At Ohio State, where Hafley spent the past year, he served as a searing jolt of dynamism everywhere from the staff room to the locker room to the recruiting trail. The Buckeyes’ defense improved to No. 2 nationally from No. 72 the year before. But Hafley’s biggest impressions came with how he handled people. “Every day is positive, every day,” Sabau said. “Football is going to be really fun at BC.”
Veteran Ohio State strength coach Mickey Marotti told Yahoo Sports that both of Ohio State’s starting cornerbacks, Jeffrey Okudah and Damon Arnette, told him that Hafley changed their lives. Okudah even took his game ball after the Nebraska game and dedicated it to Hafley in front of the entire team, thanking him for the role he played in making him a better player and person. Okudah fulfilled his potential as a top-10 pick, Arnette changed his mercurial career narrative and the vibe permeated throughout one of the country’s most distinct turnarounds.
“He can connect with everyone,” said UCLA coach Chip Kelly, who Hafley worked under in San Francisco. “Everywhere he’s been, players have loved him and had a great respect for him. There’s not a fake bone in Haf’s body.”
The Ohio State corners nicknamed Hafley “The Wiz,” for his wizard-like knowledge of both the intricacies of defensive back play and the tendencies of offenses. What separates Hafley from a majority of college head coaches is extensive NFL experience. Hafley coached Darrelle Revis in college at Pitt and worked with Richard Sherman, Joe Haden and Donte Whitner during his seven years with three NFL franchises. He captured Okudah, Arnette and the defensive backs with a simple pitch: “Wait until I show you what I can do for you.”
That time in the NFL, according to Ohio State quality control coach Drew Christ, essentially served as Hafley “getting his doctorate” in football. That included learning the Cover 3 schemes from the branches of the Seattle Seahawks coaching tree that helped Ohio State overhaul its defense this year.
What captivated this group of Ohio State defenders was Hafley’s uncanny ability to predict offensive play calls. He’d note a particular look, and predict that after running a curl route out of that look, for example, the next time the offense would run a wheel. “He’s legendary with the kids,” Christ said. “He’ll call down on the headphones and say the next time they show this, this is what they’re going to do.”
In the Ohio State defensive back room, Hafley often watches film by the light of a pine-scented candle. True to his New Jersey roots, he’ll call up a Bruce Springsteen or Bon Jovi mix on YouTube. When he and Christ watch two-minute film on Thursdays, they ritually play the Dave Matthews version of “Long Black Veil.” He created a vibe where the players wanted to hang out there on their own time, and his early idea at BC is to create a similar space. “I want to make sure that it doesn’t feel like the principal’s office,” he said Monday.
Along with establishing a reputation as a people person, Hafley flashed an intense side that belies his engaging personality.

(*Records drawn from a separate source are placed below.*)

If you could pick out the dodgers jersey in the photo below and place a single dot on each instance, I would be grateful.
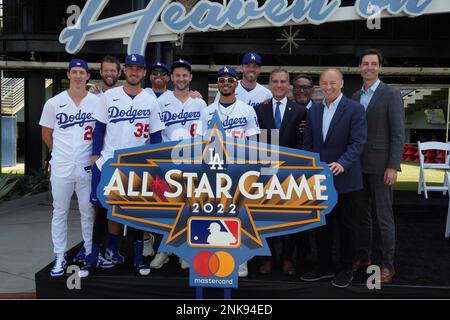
(238, 120)
(181, 119)
(253, 97)
(129, 122)
(72, 131)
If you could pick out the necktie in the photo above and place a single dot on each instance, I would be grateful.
(277, 115)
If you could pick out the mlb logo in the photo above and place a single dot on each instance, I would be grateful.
(206, 232)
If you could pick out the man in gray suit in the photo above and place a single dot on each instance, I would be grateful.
(380, 162)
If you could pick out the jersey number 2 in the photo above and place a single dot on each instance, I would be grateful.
(88, 134)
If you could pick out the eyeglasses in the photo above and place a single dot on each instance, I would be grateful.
(229, 80)
(304, 88)
(161, 73)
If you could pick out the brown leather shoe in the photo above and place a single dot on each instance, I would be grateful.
(361, 265)
(387, 276)
(288, 268)
(266, 267)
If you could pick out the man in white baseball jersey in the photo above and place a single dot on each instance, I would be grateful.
(248, 89)
(110, 71)
(67, 128)
(128, 117)
(239, 120)
(180, 113)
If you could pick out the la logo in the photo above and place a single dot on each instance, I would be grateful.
(215, 162)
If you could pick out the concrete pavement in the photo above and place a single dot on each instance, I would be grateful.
(25, 240)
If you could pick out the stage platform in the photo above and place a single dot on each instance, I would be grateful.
(422, 265)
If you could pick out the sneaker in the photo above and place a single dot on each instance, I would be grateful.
(142, 270)
(243, 270)
(343, 279)
(103, 263)
(80, 256)
(316, 275)
(159, 260)
(184, 264)
(60, 266)
(86, 271)
(114, 256)
(148, 245)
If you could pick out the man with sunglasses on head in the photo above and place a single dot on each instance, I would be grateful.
(159, 78)
(116, 130)
(248, 89)
(110, 72)
(239, 120)
(67, 127)
(180, 113)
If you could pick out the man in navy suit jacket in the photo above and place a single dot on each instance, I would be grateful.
(286, 116)
(337, 130)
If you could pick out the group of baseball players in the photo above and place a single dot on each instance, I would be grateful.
(83, 129)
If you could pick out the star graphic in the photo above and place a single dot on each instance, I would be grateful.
(290, 39)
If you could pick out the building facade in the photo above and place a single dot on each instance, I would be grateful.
(416, 51)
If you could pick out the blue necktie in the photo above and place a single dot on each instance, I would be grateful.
(277, 116)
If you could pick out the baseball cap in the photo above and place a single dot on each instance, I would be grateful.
(159, 65)
(227, 70)
(181, 63)
(78, 63)
(252, 57)
(135, 60)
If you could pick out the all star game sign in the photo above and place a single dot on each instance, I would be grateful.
(216, 200)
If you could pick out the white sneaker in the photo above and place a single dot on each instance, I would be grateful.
(59, 269)
(243, 270)
(184, 264)
(159, 260)
(149, 240)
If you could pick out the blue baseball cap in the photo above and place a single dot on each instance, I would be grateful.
(160, 65)
(78, 63)
(252, 57)
(135, 60)
(181, 63)
(227, 70)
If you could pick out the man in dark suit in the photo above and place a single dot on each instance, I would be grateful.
(336, 129)
(285, 115)
(380, 161)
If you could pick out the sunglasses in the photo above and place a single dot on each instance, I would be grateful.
(229, 80)
(304, 88)
(161, 73)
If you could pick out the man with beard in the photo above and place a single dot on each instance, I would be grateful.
(70, 143)
(110, 71)
(115, 130)
(239, 120)
(248, 89)
(180, 113)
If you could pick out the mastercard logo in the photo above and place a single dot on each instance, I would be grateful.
(220, 264)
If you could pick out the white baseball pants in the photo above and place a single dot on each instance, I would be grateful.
(62, 191)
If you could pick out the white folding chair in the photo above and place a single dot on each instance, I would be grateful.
(424, 147)
(447, 225)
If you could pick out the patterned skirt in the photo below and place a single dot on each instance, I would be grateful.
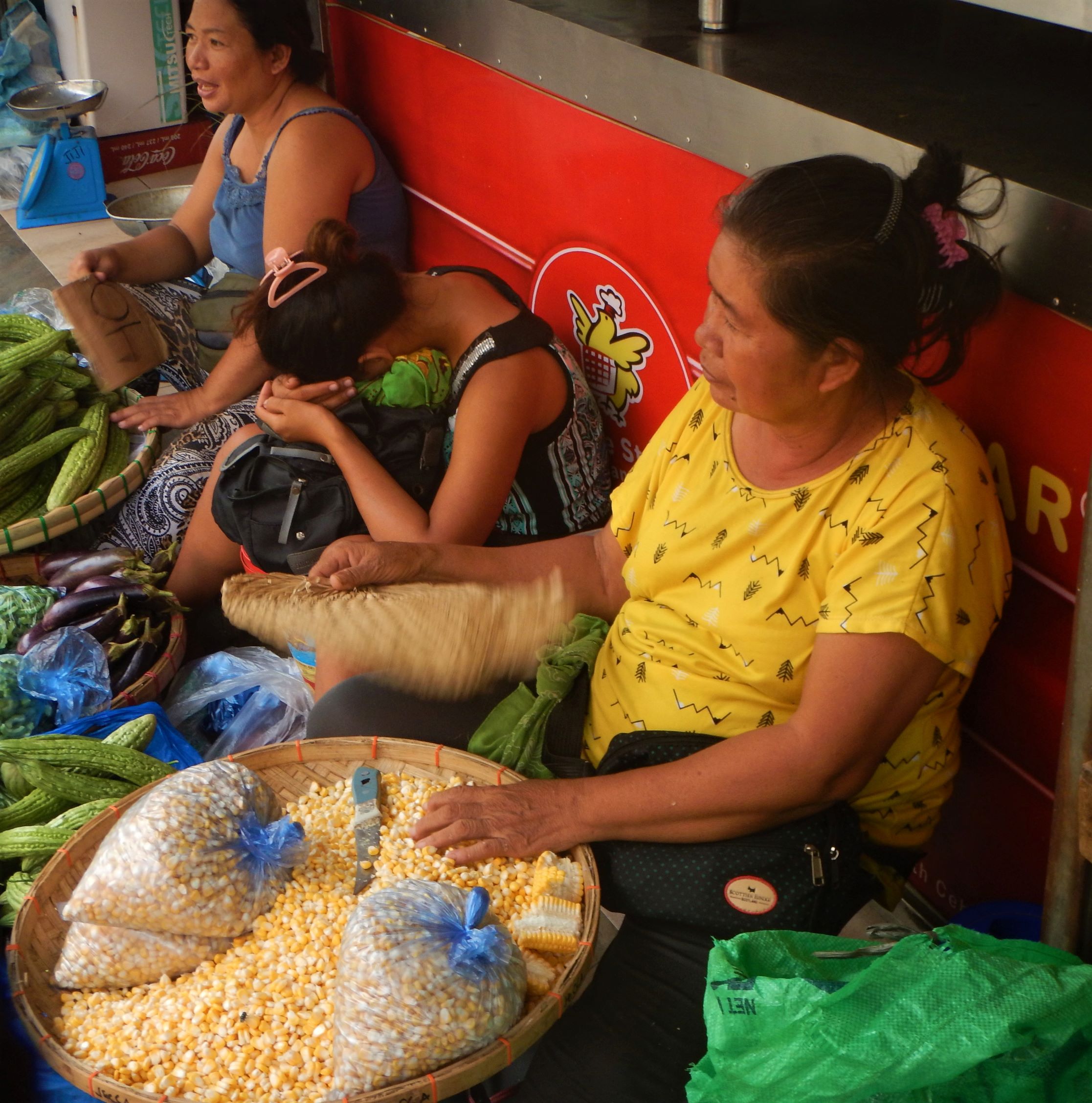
(160, 511)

Christ said Hafley gets so locked in during the season that he’s lost seven pounds, and recruiting intern Jason Kwon has to remind him to eat when he’s out on the road recruiting. “I can’t even fit in my game pants anymore and he’s sizing down,” Christ said.
Monday morning marked the compelling dueling culminations of Hafley’s professional career. He’s remaining in his role as the co-defensive coordinator at No. 2 Ohio State, which plays No. 3 Clemson in the College Football Playoff on Dec. 28. He flew private back to Columbus for afternoon practice Monday and joked about showing up wearing his suit from the press conference. “I have to go win a national championship,” he said. “I owe it to Ohio State.”
He’ll coach at least one more game for the Buckeyes before settling in on the gilded end of the I-90 football realm where he began his career. The undersized kid who played at Siena, coached at WPI and Albany and has ping-ponged through the coaching world has ended up back where he started – he coached his first college game for WPI at nearby MIT.
For years, Hafley worked the Boston College football camps. He’d size himself up with small-college coaches like Chip Kelly at UNH, Ryan Day as a GA at BC and Ricky Rahne during his Holy Cross and Cornell years.
Instead of working both sessions and living in Edmonds Hall, he walked into his head coaching office for the first time on Monday.
“It felt special,” Hafley said. “It felt right.”